In your README, please note down:

A brief description talking about your rationale behind the hyperparameters used,
Your perplexity scores for the model.

As a sanity check, the model should have less than perplexity of 400 (note however that you should also be suspicious if it goes too low, such as below 50.) The model in total should last at maximum 20 minutes on the GPU.

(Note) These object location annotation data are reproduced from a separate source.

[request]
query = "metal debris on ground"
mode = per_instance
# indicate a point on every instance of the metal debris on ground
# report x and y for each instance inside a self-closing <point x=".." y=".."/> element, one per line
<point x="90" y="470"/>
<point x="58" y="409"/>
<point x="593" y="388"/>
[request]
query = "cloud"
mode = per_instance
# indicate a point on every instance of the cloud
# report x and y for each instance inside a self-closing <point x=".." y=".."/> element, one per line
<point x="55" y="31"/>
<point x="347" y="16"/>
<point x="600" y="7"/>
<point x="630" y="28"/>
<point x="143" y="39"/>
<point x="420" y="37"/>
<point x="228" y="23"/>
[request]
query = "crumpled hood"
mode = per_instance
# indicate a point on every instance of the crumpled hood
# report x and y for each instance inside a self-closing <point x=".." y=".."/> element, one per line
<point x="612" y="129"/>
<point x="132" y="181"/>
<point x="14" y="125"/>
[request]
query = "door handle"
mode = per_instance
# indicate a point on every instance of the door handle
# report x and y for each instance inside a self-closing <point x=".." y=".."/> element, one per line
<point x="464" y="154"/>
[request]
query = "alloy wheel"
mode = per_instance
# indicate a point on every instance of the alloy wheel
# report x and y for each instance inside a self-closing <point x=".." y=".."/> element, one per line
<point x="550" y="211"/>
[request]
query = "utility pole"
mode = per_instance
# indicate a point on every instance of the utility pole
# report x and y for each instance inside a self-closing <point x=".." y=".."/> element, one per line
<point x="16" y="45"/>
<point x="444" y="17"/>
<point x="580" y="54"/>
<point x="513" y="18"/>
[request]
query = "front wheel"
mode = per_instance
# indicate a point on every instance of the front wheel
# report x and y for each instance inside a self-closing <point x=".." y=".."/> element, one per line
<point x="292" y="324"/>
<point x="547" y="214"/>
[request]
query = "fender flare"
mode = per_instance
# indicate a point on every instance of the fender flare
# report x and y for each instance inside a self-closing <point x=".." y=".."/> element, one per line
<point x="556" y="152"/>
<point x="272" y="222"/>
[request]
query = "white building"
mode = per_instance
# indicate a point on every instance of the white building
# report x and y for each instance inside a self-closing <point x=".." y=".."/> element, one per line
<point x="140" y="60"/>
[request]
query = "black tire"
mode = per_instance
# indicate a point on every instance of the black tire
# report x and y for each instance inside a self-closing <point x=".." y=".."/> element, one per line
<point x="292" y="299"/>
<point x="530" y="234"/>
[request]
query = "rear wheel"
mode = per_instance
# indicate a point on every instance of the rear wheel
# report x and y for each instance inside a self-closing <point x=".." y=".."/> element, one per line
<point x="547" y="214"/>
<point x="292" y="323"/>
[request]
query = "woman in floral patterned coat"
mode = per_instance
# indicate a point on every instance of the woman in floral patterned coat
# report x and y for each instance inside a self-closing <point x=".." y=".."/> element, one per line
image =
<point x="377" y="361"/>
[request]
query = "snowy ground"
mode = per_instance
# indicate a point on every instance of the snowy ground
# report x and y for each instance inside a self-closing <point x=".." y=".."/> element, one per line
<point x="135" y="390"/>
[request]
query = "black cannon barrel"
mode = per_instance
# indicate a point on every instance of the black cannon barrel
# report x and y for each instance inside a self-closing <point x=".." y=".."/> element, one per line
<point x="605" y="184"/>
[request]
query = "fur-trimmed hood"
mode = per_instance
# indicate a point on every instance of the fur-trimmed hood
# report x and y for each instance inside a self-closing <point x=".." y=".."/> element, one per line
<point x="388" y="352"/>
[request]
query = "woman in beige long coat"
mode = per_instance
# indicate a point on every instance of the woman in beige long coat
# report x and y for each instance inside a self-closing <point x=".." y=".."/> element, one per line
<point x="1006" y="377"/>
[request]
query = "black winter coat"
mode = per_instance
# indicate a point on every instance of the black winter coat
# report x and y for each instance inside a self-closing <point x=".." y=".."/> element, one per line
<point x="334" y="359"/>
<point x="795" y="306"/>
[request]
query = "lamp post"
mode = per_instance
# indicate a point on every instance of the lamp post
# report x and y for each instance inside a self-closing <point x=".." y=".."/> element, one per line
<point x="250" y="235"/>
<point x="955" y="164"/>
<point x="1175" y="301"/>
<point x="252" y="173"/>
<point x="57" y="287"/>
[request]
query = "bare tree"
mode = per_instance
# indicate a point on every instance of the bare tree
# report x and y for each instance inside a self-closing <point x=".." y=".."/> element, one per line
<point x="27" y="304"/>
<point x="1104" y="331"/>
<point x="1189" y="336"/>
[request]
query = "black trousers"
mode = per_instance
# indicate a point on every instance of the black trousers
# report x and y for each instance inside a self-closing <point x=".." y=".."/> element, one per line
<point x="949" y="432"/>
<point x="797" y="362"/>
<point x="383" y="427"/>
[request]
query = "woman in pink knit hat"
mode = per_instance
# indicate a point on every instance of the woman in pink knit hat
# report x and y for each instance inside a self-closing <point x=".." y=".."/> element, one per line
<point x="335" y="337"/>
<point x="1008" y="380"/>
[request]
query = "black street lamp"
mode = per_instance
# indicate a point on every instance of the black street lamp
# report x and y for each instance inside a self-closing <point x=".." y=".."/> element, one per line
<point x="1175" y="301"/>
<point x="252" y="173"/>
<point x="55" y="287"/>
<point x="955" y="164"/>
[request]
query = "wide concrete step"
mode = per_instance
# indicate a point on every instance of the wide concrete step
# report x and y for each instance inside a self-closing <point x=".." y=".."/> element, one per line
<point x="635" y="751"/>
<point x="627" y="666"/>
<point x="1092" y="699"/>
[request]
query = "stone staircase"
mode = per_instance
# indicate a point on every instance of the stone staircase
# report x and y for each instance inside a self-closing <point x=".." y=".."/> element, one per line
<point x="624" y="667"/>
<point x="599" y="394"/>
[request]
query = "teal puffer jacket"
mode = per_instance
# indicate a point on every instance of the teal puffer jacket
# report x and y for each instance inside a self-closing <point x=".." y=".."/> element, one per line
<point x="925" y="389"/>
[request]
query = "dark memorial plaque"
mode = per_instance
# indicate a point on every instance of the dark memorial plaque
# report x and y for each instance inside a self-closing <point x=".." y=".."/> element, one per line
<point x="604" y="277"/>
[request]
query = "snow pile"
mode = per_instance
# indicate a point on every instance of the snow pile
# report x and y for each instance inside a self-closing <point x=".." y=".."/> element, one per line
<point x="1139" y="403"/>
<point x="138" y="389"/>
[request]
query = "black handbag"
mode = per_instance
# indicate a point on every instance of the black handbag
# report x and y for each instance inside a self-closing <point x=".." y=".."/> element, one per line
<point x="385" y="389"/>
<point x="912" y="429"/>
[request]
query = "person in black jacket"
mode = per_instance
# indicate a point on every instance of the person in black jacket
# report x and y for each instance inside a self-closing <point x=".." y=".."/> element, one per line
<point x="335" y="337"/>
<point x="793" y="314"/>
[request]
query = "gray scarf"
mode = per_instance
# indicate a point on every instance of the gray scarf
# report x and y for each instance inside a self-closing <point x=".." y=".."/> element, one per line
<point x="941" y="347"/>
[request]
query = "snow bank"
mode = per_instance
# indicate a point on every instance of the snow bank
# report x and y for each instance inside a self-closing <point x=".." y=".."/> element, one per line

If you were unable to get good results from the models developed, further write down in your README:

How have you verified that the data preprocessing (i.e. the input and labels) is correct (including how you masked the data)?
How have you verified that the problem does not lie in the model? (Can you argue, with references, that your model exactly follows the transformer model? What lines correspond to which part of the model?)
How have you verified that it isn't just a simple hyperparameter issue? (Have you tried experimenting with them? Do you have a report / table / chart demonstrating that you have comprehensively searched the space, yet still unable to reach the target score?)
With the above, are you confident in able to make a case that the paper is simply not replicable? If you believe that your implementation is the issue instead (but chose to submit anyway due to reasons such as running out of time), what do you believe you could have done / experimented to further improve or fix your implementation?

Going through these steps should hopefully help you identify the potential issues in your code, if any. Even if you were unable to find the issue in time, the report that you have created at this point would demonstrate that you have spent substantial effort on this project, and you will thus likely receive partial credit for the performance score.

In accordance with the course grading policy, your assignment should not have any identifiable information on it, including your Banner ID, name, or cslogin.